Summary of published data on patency rates of upper-extremity revascularization

First author (Ref)	Year	Number of patients/narrowings	Follow-up in months	Narrowest artery	Revascularization	Patency
Lowman (11)	1983	10/10	13	Subclavian and innominate	PTA	90%
Wilms (12)	1987	22/23	25	Subclavian	PTA	82%
Burke (13)	1987	27/30	36	Subclavian, innominate, and vertebral	PTA	NA
Cook (14)	1989	6/6	18	Subclavian	PTA	83%
Jaschke (15)	1989	12/12	12	Subclavian, innominate, and axillary	PTA	91%
Qi (16)	1991	125/125	46	Subclavian and vertebral	PTA	99%
Hebrang (17)	1991	52/52	29	Subclavian	PTA	91%
Perrault (18)	1993	11/11	38	Subclavian	PTA	100%
Millaire (19)	1993	50/50	41	Subclavian	PTA	86%
Kumar (20)	1995	27/31	NA	Subclavian	Stent	NA
Motarjeme (21)	1996	112/151	60	Innominate, subclavian, carotid, and vertebral	PTA	97%
Martinez (22)	1997	17/17	19.4	Subclavian	Stent	81%
Rodriguez-Lopez (9)	1999	69/70	13	Subclavian	Stent	73%
Körner (23)	1999	37/43	15	Subclavian and innominate	PTA	72%
Schillinger (24)	2001	115/115	44	Subclavian	PTA ± stent	59%
González (25)	2002	9/9	37.4	Subclavian	PTA	89%
Angle (26)	2003	21/21	27	Subclavian	PTA ± stent	79%
Modarai (3)	2004	41/41	48	Subclavian and innominate	PTA ± stent	82%
Amor (27)	2004	86/89	42	Subclavian	Stent	81%
De Vries (5)	2005	110/110	34	Subclavian	PTA ± stent	88%
Filippo (28)	2006	42/42	60	Subclavian	Stent	71%
Przewlocki (29)	2006	75/76	24.4	Subclavian and innominate	PTA ± stent	77%
Sakai (30)	2007	26/28	6	Subclavian	Stent	100%
Abu Rahma (31)	2007	121/121	41	Subclavian	PTA ± stent	70%
Van Noord (32)	2007	43/43	12	Subclavian and brachiocephalic	PTA ± stent	76%
Linni (33)	2008	40/40	50.1	Subclavian	Stent	95%
Sixt (4)	2009	107/108	12	Subclavian and brachiocephalic	PTA ± stent	88%
Yu (34)	2010	14/14	12	Subclavian	Stent	93%
Wang (35)	2010	59/61	40.7	Subclavian	Stent	85%
Song (36)	2012	148/148	67	Subclavian	Stent	49%
Babic (37)	2012	56/56	40	Subclavian	Stent	83%
Li (38)	2013	71/71	27	Subclavian	Stent	85%
Higashimori (39)	2013	59/60	49	Subclavian	Stent	86%
Almeida (40)	2014	16/16	12	Subclavian	Stent	100%
Che (41)	2016	167/167	60.6	Subclavian	Stent	87%

NA indicates not available; PTA, percutaneous transluminal angioplasty.

Improvements in stent technology, coupled with widespread use, paved the way for studies evaluating the efficacy of stenting in upper-extremity vessels.
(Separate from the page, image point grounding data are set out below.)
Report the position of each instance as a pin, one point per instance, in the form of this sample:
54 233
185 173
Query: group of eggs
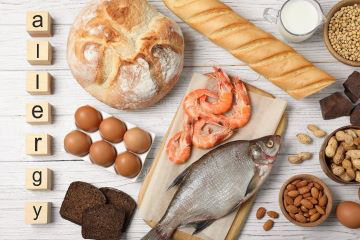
112 131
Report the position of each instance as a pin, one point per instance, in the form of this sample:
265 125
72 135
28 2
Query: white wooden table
200 55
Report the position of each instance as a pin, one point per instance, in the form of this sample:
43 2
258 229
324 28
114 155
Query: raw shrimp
179 146
242 109
224 96
204 137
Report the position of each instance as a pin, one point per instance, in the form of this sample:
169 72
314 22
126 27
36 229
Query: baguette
264 53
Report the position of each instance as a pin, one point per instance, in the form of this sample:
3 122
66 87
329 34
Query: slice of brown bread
80 196
120 200
103 222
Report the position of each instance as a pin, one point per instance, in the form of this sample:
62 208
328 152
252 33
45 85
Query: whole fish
217 184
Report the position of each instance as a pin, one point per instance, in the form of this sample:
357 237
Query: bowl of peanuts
342 32
340 155
305 200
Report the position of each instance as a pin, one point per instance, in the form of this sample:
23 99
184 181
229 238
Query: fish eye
270 144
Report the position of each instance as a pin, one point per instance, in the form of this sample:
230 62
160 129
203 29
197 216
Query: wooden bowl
327 192
325 161
336 8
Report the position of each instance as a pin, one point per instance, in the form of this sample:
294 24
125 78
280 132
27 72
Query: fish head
264 151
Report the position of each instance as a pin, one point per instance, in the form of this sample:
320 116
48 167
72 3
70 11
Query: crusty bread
264 53
125 53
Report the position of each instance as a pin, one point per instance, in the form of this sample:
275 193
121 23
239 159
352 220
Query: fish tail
159 232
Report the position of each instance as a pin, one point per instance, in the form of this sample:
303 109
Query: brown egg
348 214
127 164
77 143
112 129
102 153
137 140
88 118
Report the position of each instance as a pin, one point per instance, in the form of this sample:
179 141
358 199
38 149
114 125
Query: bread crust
264 53
125 53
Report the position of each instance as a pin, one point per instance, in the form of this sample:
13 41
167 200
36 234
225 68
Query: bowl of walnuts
342 32
340 155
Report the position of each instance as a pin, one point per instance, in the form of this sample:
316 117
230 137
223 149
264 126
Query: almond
300 218
260 213
272 214
268 225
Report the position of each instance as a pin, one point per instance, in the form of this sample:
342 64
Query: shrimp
204 137
225 95
179 146
242 109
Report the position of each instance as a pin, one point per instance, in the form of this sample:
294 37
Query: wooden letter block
38 113
38 144
38 83
38 179
38 24
37 212
39 53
An initial study by Sueoka et al (8) evaluated the efficacy of balloon-expandable stents in treating proximal subclavian artery stenosis causing subclavian steal syndrome after failure of an initial approach with PTA, with a procedural success rate of 100%. Subsequent studies by Rodriguez-Lopez et al (9) and Henry et al (10) demonstrated good short- and mid-term patency rates, with similar long-term patency rates compared with PTA. A recently published meta-analysis of 35 noncomparative studies with 1726 patients examining PTA and stenting in subclavian arterial occlusive disease found that technical success rates were higher in stented patients, without a statistical difference in rates of symptom resolution and long-term primary patency rates (6). We report the first case of symptomatic axillary artery disease successfully treated with off-label drug-coated balloon angioplasty and resolution of symptoms postprocedurally.